Nimble data in ALOIS, a study based register: a cross-sectional analysis of dementia trials

Article type
Authors
Noel-Storr A1, Hall S2
1Cochrane Dementia and Cognitive Improvement Group, Oxford University, United Kingdom
2Cochrane Dementia and Cognitive Improvement Group, Oxford University, Canada
Abstract
Background: The Cochrane Dementia Group's Specialised Register housed in the Cochrane Register of Studies (CRS) and made available online in ALOIS, named after Alois Alzheimer, is a register of controlled trials in the area of dementia treatment, management and prevention. The register provides two main functions. It links trial reports related to each study together, and each trial is described in a structured way according to structured reporting guidance. ALOIS currently contains over 5000 fully annotated trials in dementia.
Objectives: The objective of this study is to perform a cross-sectional analysis on trials added to the Dementia Group's register in 2014 in order to calculate a number of key metrics concerning trial aims, trial status, trial size and trial interventions.

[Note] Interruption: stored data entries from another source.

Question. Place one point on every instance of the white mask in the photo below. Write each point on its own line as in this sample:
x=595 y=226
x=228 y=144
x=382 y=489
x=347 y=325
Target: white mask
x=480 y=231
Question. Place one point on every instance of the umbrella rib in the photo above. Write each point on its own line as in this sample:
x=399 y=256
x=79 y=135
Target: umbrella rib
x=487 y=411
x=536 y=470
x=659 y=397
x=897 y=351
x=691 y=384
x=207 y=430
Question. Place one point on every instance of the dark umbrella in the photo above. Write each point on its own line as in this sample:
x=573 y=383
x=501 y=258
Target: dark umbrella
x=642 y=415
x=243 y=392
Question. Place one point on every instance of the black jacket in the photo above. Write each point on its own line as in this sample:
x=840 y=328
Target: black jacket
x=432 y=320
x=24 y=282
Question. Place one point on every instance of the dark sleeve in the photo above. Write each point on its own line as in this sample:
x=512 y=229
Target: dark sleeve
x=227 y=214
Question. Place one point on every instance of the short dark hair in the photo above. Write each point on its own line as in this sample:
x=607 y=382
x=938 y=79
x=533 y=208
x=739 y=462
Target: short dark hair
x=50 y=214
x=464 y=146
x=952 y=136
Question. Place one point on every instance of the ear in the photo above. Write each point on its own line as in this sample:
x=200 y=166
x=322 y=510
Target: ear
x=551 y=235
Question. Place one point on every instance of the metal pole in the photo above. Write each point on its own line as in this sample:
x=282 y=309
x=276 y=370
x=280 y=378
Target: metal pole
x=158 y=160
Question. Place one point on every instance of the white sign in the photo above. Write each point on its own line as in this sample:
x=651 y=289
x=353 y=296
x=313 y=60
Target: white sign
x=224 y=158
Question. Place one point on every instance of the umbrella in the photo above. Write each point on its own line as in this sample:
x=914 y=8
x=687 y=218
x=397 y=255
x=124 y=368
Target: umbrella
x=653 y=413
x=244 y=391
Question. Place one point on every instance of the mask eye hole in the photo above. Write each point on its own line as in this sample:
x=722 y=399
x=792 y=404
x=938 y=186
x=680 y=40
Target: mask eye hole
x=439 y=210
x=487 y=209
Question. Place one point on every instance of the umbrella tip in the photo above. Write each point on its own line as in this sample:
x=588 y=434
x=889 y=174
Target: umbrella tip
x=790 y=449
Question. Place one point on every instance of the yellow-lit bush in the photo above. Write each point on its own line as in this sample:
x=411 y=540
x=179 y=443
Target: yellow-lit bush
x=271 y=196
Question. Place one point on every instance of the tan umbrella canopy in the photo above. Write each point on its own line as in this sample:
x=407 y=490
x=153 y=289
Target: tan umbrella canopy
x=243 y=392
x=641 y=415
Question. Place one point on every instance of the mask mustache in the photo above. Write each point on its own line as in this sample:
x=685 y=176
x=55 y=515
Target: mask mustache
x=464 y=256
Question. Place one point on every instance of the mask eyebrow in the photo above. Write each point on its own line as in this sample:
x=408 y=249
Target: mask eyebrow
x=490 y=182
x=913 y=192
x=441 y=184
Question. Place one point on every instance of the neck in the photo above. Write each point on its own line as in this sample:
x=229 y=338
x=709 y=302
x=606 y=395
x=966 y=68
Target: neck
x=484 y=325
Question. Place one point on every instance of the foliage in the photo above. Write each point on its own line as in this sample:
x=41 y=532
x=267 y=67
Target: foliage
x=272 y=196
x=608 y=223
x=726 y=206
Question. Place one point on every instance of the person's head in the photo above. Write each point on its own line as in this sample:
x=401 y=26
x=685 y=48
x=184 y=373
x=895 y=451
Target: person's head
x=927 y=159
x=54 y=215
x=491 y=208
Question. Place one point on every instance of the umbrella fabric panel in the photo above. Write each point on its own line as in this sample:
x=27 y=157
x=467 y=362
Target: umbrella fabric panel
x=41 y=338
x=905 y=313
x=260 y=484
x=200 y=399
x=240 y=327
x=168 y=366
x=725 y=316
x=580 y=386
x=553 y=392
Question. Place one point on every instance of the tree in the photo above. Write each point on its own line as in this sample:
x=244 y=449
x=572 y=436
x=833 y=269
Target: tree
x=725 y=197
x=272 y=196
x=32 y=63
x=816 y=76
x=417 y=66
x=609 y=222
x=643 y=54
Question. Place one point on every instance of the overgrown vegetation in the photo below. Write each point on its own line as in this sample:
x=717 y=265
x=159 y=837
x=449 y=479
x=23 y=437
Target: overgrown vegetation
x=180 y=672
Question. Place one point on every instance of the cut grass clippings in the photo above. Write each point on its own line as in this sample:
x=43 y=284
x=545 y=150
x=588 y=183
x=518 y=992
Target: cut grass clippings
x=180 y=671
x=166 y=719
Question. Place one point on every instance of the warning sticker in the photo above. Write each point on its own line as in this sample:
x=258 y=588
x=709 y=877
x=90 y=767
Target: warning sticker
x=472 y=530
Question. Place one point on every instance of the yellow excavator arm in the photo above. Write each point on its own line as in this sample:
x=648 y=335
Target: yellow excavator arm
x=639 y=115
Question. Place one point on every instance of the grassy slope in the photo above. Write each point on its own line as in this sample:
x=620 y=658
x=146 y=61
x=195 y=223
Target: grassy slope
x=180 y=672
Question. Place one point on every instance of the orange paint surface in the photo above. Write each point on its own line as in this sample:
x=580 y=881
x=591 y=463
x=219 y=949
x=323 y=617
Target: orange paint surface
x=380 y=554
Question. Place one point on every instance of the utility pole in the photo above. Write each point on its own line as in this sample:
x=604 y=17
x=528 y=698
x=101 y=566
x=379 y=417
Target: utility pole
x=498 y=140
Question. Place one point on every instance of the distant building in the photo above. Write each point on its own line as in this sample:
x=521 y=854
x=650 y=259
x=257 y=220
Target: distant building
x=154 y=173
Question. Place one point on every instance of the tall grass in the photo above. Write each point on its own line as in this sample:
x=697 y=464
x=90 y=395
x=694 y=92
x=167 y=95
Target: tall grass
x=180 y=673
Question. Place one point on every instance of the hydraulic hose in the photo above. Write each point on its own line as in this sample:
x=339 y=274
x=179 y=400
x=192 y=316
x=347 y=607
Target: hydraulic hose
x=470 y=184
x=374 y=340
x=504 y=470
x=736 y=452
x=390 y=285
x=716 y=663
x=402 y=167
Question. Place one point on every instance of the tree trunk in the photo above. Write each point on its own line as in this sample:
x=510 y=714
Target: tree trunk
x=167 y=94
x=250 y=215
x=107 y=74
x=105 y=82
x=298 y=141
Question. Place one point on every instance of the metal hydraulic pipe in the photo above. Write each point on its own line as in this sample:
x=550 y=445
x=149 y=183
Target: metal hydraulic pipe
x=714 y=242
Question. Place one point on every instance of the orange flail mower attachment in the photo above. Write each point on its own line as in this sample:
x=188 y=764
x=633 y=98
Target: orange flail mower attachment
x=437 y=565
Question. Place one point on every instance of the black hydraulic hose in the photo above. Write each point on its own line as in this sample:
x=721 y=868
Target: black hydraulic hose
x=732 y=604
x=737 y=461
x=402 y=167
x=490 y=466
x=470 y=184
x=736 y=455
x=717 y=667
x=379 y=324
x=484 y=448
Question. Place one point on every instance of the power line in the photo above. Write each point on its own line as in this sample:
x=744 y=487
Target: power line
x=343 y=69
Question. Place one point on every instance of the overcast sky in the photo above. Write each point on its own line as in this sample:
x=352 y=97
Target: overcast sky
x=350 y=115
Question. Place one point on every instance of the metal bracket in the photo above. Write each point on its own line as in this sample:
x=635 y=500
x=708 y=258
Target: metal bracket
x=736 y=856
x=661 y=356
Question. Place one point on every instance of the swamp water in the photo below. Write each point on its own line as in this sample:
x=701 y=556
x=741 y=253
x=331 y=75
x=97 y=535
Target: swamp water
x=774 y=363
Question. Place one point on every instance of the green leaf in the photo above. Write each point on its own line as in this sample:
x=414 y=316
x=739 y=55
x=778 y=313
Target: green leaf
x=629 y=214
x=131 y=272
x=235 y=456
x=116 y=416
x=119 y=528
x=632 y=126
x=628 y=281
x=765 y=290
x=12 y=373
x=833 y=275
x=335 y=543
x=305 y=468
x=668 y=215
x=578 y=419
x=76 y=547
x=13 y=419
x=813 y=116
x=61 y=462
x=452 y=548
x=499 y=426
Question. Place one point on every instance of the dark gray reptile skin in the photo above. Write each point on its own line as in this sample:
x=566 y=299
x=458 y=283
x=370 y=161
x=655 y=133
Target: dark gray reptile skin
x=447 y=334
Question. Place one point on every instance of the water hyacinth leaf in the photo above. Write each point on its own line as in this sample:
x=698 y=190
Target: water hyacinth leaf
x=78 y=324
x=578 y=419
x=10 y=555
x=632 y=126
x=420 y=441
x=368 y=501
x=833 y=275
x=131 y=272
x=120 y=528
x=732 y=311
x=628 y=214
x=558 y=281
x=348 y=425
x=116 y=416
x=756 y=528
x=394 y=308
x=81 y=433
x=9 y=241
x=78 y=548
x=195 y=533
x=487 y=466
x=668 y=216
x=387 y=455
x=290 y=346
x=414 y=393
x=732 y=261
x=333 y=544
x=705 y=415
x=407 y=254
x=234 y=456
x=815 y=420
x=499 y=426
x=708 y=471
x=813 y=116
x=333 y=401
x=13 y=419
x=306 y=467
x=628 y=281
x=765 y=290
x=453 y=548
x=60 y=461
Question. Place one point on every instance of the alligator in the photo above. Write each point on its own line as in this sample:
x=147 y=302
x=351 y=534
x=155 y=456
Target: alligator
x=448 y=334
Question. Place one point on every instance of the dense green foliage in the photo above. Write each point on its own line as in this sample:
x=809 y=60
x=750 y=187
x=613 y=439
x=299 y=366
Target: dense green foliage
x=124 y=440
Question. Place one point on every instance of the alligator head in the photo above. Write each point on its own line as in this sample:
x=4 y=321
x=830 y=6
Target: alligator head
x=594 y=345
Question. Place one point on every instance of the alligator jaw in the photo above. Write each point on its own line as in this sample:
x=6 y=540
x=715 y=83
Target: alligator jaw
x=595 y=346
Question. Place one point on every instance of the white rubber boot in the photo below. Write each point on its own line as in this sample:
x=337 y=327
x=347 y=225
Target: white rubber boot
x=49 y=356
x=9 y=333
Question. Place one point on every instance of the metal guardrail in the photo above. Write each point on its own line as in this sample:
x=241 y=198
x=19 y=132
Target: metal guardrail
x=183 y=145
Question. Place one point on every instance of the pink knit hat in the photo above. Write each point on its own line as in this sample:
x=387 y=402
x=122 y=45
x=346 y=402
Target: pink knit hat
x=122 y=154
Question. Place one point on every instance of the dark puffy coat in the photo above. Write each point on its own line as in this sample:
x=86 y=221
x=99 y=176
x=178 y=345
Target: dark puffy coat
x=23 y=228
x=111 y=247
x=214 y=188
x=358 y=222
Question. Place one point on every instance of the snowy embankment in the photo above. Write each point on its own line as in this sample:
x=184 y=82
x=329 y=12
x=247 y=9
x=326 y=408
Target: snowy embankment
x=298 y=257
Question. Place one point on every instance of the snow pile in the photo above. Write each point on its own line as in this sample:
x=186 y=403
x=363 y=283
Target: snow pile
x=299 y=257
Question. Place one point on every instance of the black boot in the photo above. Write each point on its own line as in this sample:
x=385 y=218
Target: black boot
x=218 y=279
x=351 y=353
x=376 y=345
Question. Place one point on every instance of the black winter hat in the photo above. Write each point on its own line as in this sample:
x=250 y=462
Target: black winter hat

Methods: We will run a search for trials added to the dementia segment in 2014. We will download the results into Excel and perform the following analyses: total number of trials; number of trials that were pharmacological in nature and number of trials that were non-pharmacological; total number of participants across all trials and then split into non-pharmacological and pharmacological; number of trials completed, ongoing or planned; trial aims; and trials for which there is, as yet, no Cochrane Review.
Results: The results from this cross-sectional analysis will be presented in the poster.
Conclusions: ALOIS, a study based register, provides us with a simple, yet very effective way to assess the evidence landscape of a particular domain, namely dementia. It has proved an invaluable tool in helping to identify potentially relevant trials for Cochrane Reviews. It also helps to horizon scan for gaps in evidence synthesis and could help funders and researchers avoid unnecessary duplication of effort.